In Case C-197/21, facts via MinBuZa (own translation)
This case concerns whether a person who refills and sells CO2 cylinders (hereinafter CO2 bottles) put on the market by a trade mark proprietor or with its consent has the right to remove the trade mark proprietor's labels from those bottles and replace them with its own labels. SodaStream sells Sodastream-branded sparkling water drink devices. The sales packaging includes a refillable aluminium CO2 bottle, with the trade mark SODASTREAM or SODACLUB engraved on it. The CO2 bottles are also labelled with the trade mark SODASTREAM or SODA-CLUB. Since June 2016, CO2 bottles filled in Finland, which fit not only their own sparkling water appliances but also those of SodaStream, among others, have been sold and commercialised by MySoda Oy. Some of these bottles involve refilled CO2 bottles originally put on the market by SodaStream. After receiving, through the distributor, the CO2 bottles returned empty from SodaStream by consumers, MySoda Oy first replaced the SodaStream label on them. After refilling the bottles, it applied its own label on them in such a way that the engravings on the bottles (SODASTREAM or SODA-CLUB) remained visible. SodaStream claims that MySoda Oy infringes its trade marks.
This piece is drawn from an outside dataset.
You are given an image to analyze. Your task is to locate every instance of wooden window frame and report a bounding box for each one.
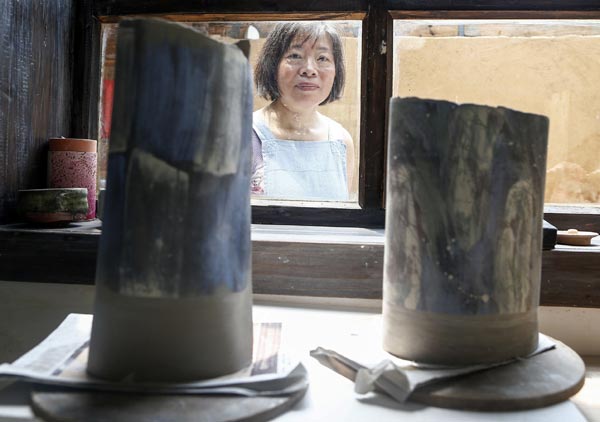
[22,0,600,308]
‘(1) Do the so-called Bristol-Myers Squibb criteria developed in the Court of Justice’s case-law on repackaging and relabelling in cases of parallel imports, and in particular the condition of “necessity” also apply in the case of repackaging or relabelling of goods, which have been put on the market in a Member State by the trade mark proprietor or with its consent, for the purposes of resale in the same Member State?
(2) Where the trade mark proprietor has affixed its trade mark to the cylinder, both on the label and engraved on the neck of the cylinder, when putting a cylinder containing carbon dioxide on the market, do the Bristol-Myers Squibb criteria referred to above, and in particular the condition of “necessity” apply when a third party refills the cylinder with carbon dioxide for the purposes of resale, removes the original label and replaces it with a label bearing its own logo, while, at the same time, the trade mark of the person that put the cylinder on the market continues to be visible in the engraving on the neck of the cylinder?
(3) In the situation described above, can the view be taken that the removal and replacement of the label bearing the trade mark undermines, in principle, the function of the trade mark as an indication of the origin of the cylinder, or is it of significance, with regard to the applicability of the conditions for repackaging and relabelling, that:
– it is to be assumed that the relevant public should perceive the label as referring exclusively to the origin of the carbon dioxide contained in the cylinder (and thus to the person who has refilled the cylinder); or
– it is to be assumed that the relevant public should perceive the label as also referring, at least in part, to the origin of the cylinder?
(4) If the removal and replacement of the label affixed on carbon dioxide cylinders is to be assessed on the basis of the condition of necessity, can the fact that the labels affixed to the cylinders put on the market by the trade mark proprietor have been accidentally damaged or become detached or have been removed and replaced by a person’s previous refilling constitute a circumstance on the basis of which the regular replacement of the labels by the label of the person who refilled the cylinders is to be regarded as being necessary for putting the refilled cylinders on the market?’
The Court rules:
Article 15(2) of Regulation (EU) 2017/1001 of the European Parliament and of the Council of 14 June 2017 on the European Union trade mark and Article 15(2) of Directive (EU) 2015/2436 of the European Parliament and of the Council of 16 December 2015 to approximate the laws of the Member States relating to trade marks must be interpreted as meaning that the proprietor of a trade mark who has put on the market, in a Member State, goods bearing that mark and intended to be reused and refilled numerous times, is not entitled, under those provisions, to oppose subsequent commercialisation of those goods, in that Member State, by a reseller who has refilled them and has replaced the label on which the original mark appeared by another label, while leaving visible the original mark on those goods, unless that new labelling creates a false impression, in the minds of consumers, that there is an economic connection between the reseller and the trade mark proprietor. That likelihood of confusion must be assessed globally in the light of the information appearing on the product and its new labelling and having regard to the distribution practices of the sector concerned and the level of knowledge that consumers have of those practices.